St. Paul, Minn. — Eight pilots responded by email to an MPR request to share what they knew about the safety of the Cirrus SR-20. All said the SR-20 is a safe plane, with state-of-the-art equipment.
"It is a docile, extremely forgiving airplane," wrote Michael Zurenko, a South Carolina pilot with experience flying the Cirrus SR-20. "When flown in appropriate conditions and within the limitations of the pilot, it is a very safe and capable airplane."
"(T)he Cirrus community believes that about 75 percent (of accidents) involve pilot factors, and only a few are suspected of involving airplane factors," wrote Rick Beach, a five-year pilot from San Diego who has also flown the Cirrus SR-20 model.
Pilots wondered less about the plane and more about Lidle's level of training with the Cirrus SR-20.
David Dixon of White Bear Lake, who has flown for nearly 50 years, doubts that the design of the Cirrus is to blame in the crash of Cory Lidle. Dixon said investigations will have to look at weather conditions, the pilot's mental state, and whether eyewitnesses noticed problems with the plane.
"I do not think one should start blaming the airplane," Dixon wrote. "It is much more likely that serious pilot error is the cause, as has been the cause of most of the Cirrus crashes."

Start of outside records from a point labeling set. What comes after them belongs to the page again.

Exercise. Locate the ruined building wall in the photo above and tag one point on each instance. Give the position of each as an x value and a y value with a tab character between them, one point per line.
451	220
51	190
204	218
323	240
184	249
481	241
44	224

"A plane going slower than normal, lower than normal and having to make a steep turn is a dangerous mix," wrote Tom Morrison, a New Jersey pilot with 30 years experience, who said he's flown the Cirrus SR-20.
Pilot Rick Beach also wrote that an important finding is the instructor's lack of training with the Cirrus SR-20 aircraft. Tyler Stanger, a 26-year-old California flight instructor, accompanied Lidle on the flight and was killed in the crash.